# When buying your first cow- questions? (dexter)



## Dirtslinger (Feb 10, 2007)

What type of questions should you ask when shopping for your first cow?
I don't want to get stuck with a garbage animal as I begin my small herd that will be used for breeding, meat and maybe even milk.
I've never had cattle before- don't want to be a sucker!!
Thanks.


----------



## francismilker (Jan 12, 2006)

Suggested questions to ask:
-Why are you selling this animal?
-Has this animal ever had close contact with people? (what was it's reaction?)
-If this is a milk animal, has it ever had mastitis?
-What type of health history does this animal have? (be specific. Don't afford someone the opportunity to dance around the truth.)
-Is the animal bred? 
-Have you had any conception problems with this cow?
-Has this cow ever had severe calving difficulties?

Just a few off the top of my head. I'm sure others will be able to pitch in as well.


----------



## genebo (Sep 12, 2004)

After you've done what francismilker said, go visit and talk to the owner. You can tell a lot about the animal by observing it's living conditions and observing how it reacts to the owner.

See if the animal is approachable and you are a match to it.
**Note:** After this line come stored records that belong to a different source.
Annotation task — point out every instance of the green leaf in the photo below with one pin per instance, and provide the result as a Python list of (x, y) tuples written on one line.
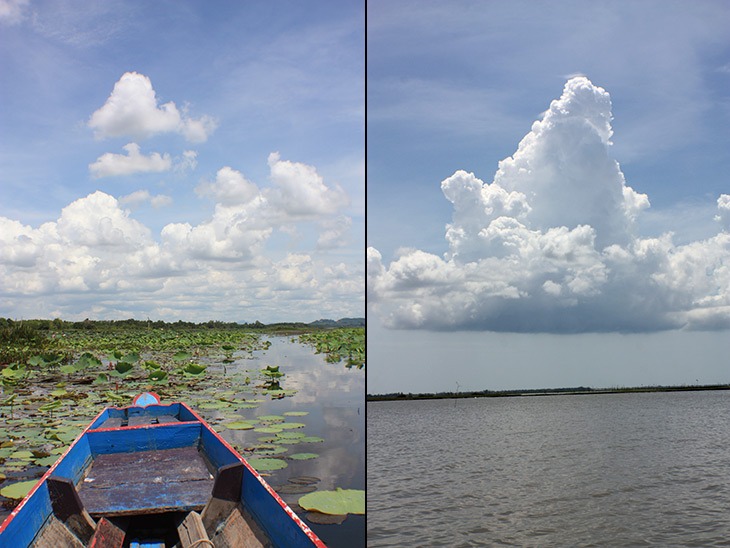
[(194, 369), (122, 369), (158, 376), (239, 425), (132, 357), (101, 378), (303, 456), (291, 435), (337, 502), (18, 490), (265, 464)]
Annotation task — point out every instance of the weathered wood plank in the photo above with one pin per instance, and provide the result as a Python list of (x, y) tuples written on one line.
[(192, 531), (152, 481), (139, 420), (112, 422), (107, 535), (68, 508), (56, 535), (240, 531), (180, 464), (225, 496)]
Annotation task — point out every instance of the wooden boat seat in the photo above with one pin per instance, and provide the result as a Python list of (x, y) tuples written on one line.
[(138, 420), (144, 482)]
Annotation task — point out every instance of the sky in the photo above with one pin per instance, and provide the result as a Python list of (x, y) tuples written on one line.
[(548, 198), (182, 160)]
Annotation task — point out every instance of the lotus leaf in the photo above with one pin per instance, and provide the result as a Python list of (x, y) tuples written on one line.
[(132, 357), (194, 369), (291, 435), (303, 456), (122, 369), (101, 378), (337, 502), (264, 464), (158, 376), (239, 425), (291, 425)]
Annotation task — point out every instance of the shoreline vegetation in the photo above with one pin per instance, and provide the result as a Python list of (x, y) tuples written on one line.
[(575, 391)]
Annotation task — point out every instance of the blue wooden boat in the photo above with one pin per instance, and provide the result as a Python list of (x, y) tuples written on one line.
[(153, 476)]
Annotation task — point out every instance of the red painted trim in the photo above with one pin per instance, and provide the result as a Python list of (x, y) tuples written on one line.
[(303, 526), (176, 423), (49, 472), (307, 531)]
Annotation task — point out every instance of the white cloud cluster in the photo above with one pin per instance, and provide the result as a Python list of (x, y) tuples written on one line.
[(132, 110), (550, 245), (127, 164), (97, 252)]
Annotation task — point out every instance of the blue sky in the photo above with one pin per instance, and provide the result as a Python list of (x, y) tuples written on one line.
[(182, 160), (547, 194)]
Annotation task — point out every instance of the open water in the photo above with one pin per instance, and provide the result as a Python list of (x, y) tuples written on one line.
[(614, 470)]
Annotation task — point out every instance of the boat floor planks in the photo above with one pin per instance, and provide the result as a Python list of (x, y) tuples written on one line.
[(161, 481)]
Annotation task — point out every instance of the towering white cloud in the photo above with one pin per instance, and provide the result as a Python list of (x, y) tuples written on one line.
[(132, 110), (550, 244)]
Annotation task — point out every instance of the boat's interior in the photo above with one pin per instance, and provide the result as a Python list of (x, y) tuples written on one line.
[(149, 497)]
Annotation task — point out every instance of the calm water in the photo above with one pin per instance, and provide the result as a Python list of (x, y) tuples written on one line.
[(334, 397), (601, 470)]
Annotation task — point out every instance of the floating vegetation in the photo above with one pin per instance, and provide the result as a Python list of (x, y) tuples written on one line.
[(265, 464), (340, 344), (47, 397), (337, 502)]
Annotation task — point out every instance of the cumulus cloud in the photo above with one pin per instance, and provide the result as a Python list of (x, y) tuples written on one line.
[(97, 260), (138, 197), (133, 161), (550, 245), (723, 206), (132, 110), (301, 190)]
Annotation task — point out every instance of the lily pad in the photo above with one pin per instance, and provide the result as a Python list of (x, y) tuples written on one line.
[(290, 435), (264, 464), (303, 456), (288, 425), (337, 502), (18, 490), (239, 425)]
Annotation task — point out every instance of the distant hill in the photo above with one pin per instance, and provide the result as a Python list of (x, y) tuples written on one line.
[(343, 322)]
If you're going to milk, you'll have a long and close relationship. Choose a cow you can get along with.

Look at the feet. Strong well formed feet are a good indication of overall health and condition. Look for bright eyes.
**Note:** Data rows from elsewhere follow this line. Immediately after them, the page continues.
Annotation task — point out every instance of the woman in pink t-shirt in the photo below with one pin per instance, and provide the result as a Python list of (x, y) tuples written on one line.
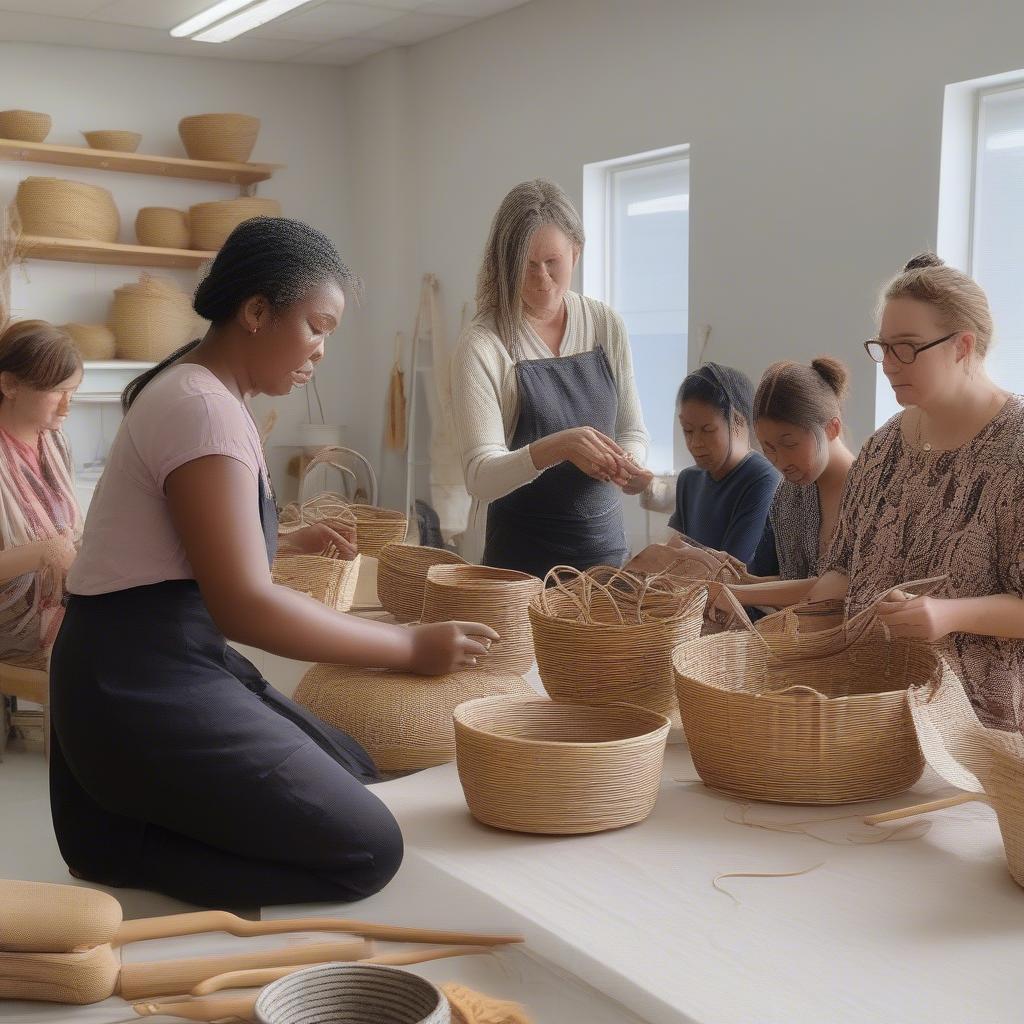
[(175, 766)]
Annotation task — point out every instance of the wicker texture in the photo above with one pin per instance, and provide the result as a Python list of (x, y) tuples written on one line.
[(227, 137), (211, 223), (403, 720), (162, 227), (60, 209), (401, 577), (608, 636), (498, 598), (352, 993), (530, 765), (26, 126)]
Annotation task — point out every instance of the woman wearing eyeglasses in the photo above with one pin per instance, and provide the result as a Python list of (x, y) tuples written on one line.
[(937, 492)]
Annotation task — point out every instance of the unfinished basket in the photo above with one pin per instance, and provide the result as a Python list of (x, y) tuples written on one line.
[(530, 765), (227, 137), (26, 126), (162, 227), (403, 720), (819, 718), (94, 341), (608, 636), (211, 223), (60, 209), (401, 577), (498, 598)]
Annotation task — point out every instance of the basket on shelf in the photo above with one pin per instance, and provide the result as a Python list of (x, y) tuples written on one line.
[(498, 598), (535, 766)]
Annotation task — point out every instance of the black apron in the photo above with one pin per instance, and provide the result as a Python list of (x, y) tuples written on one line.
[(564, 517)]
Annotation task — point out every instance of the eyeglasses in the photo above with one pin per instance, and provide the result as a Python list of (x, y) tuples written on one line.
[(905, 351)]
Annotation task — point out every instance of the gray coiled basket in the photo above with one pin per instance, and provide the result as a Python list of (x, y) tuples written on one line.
[(352, 993)]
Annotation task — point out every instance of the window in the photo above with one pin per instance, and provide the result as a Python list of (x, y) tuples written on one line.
[(637, 219)]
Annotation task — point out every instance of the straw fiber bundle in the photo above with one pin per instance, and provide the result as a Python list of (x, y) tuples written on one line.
[(403, 720), (151, 318), (210, 223), (816, 718), (401, 577), (608, 636), (530, 765), (498, 598), (227, 137), (60, 209)]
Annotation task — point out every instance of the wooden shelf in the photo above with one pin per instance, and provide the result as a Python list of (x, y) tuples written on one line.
[(116, 253), (135, 163)]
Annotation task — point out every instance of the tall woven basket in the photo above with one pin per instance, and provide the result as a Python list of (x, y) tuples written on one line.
[(818, 718), (402, 720), (608, 636), (401, 577), (534, 766), (498, 598)]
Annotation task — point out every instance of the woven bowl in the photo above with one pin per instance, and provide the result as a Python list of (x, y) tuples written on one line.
[(60, 209), (117, 141), (402, 720), (211, 223), (162, 227), (227, 137), (535, 766), (498, 598), (26, 126), (352, 993), (401, 577)]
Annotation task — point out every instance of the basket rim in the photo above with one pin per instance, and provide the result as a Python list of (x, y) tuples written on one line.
[(665, 723)]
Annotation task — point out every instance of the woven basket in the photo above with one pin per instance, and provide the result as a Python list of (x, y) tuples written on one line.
[(607, 636), (530, 765), (57, 208), (219, 136), (26, 126), (117, 141), (403, 720), (162, 227), (498, 598), (401, 577), (818, 718), (94, 341), (152, 318)]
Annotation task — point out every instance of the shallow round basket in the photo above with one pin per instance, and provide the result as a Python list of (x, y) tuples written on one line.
[(117, 141), (211, 223), (401, 577), (498, 598), (60, 209), (402, 720), (535, 766), (352, 993), (227, 137), (26, 126)]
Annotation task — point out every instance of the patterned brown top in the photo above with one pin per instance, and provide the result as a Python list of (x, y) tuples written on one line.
[(908, 514)]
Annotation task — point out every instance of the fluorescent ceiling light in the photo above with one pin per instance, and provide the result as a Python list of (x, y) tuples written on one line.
[(251, 17), (199, 22)]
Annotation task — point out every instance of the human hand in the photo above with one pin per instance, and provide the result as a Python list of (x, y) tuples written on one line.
[(443, 647)]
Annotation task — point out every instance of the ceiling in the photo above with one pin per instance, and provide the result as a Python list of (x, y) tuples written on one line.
[(324, 32)]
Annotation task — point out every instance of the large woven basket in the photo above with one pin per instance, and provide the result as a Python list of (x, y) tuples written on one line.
[(530, 765), (227, 137), (498, 598), (211, 223), (819, 718), (401, 577), (607, 636), (60, 209), (403, 720)]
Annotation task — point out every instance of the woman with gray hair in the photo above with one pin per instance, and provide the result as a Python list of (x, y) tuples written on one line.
[(544, 399)]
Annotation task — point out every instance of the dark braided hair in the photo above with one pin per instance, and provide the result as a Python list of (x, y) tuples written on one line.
[(275, 257)]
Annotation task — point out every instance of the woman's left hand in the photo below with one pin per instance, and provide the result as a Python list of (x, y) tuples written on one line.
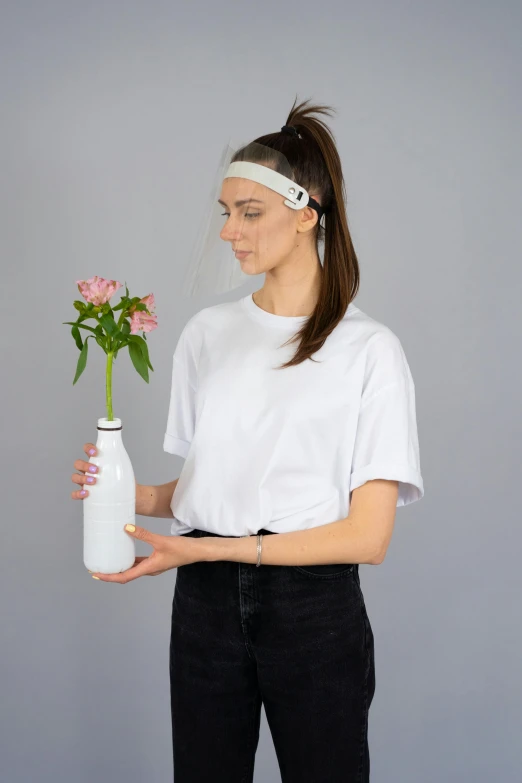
[(168, 552)]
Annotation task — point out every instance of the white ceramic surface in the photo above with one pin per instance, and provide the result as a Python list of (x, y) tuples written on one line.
[(110, 505)]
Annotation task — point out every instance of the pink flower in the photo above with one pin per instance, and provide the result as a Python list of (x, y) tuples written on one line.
[(97, 290), (142, 320)]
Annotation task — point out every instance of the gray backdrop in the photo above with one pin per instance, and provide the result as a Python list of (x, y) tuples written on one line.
[(113, 117)]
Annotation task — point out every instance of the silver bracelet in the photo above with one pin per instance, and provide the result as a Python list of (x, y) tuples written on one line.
[(259, 540)]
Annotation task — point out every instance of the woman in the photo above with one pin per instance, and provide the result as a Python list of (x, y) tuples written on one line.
[(295, 461)]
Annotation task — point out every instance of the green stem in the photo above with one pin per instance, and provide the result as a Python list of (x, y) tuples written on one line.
[(108, 386)]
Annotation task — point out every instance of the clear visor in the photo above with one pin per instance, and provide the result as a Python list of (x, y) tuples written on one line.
[(260, 204)]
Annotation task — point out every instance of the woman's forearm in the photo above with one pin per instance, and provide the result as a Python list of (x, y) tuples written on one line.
[(154, 501)]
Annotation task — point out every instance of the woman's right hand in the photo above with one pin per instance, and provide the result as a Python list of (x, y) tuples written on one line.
[(87, 468)]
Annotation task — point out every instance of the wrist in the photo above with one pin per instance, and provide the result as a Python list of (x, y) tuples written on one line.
[(239, 550)]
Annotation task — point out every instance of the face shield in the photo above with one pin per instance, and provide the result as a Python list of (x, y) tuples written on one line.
[(248, 221)]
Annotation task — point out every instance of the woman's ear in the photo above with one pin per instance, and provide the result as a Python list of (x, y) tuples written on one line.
[(308, 216)]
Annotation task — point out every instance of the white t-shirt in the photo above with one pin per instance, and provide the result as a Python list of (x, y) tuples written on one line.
[(283, 449)]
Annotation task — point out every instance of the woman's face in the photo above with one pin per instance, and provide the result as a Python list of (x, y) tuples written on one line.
[(264, 225)]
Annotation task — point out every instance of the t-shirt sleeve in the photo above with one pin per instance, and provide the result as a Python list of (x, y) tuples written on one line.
[(386, 442), (181, 416)]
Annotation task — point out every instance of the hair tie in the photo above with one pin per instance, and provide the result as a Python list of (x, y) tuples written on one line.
[(290, 130)]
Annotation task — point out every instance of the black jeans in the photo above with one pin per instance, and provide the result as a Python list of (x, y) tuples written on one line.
[(295, 639)]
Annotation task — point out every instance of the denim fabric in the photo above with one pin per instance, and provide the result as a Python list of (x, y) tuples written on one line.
[(296, 639)]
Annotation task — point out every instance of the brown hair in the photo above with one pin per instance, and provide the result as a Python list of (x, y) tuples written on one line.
[(317, 167)]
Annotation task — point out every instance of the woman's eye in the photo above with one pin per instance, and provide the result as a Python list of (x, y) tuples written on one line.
[(247, 214)]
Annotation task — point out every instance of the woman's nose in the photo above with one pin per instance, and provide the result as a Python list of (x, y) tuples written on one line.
[(230, 231)]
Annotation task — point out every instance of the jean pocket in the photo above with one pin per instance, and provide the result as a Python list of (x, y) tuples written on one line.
[(326, 570)]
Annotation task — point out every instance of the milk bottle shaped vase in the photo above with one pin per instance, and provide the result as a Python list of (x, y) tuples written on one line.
[(110, 505)]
Ask for a guarantee of health. Nothing elaborate. Just make sure that you can bring her back if there's something wrong with her. 

Then look at all the usual things. Conformation if you'll be breeding, udder and teats if you'll be milking, and disposition.

Genebo
Paradise Farm


----------



## elgordo (Apr 9, 2005)

I bought my Dexter when I was "just looking"! I too, have never owned a cow before. Now she's given me a nice little heifer!
Know why they are selling, in my case a gal had bought too many animals and couldn't afford the feed bill.
Look for an animal that is curious, not frightened easily. My cow hadn't been handled but within a couple of days ( and a little grain) I could touch her.
Clear eyes, eats well, doesn't limp. etc,
Best wishes!


----------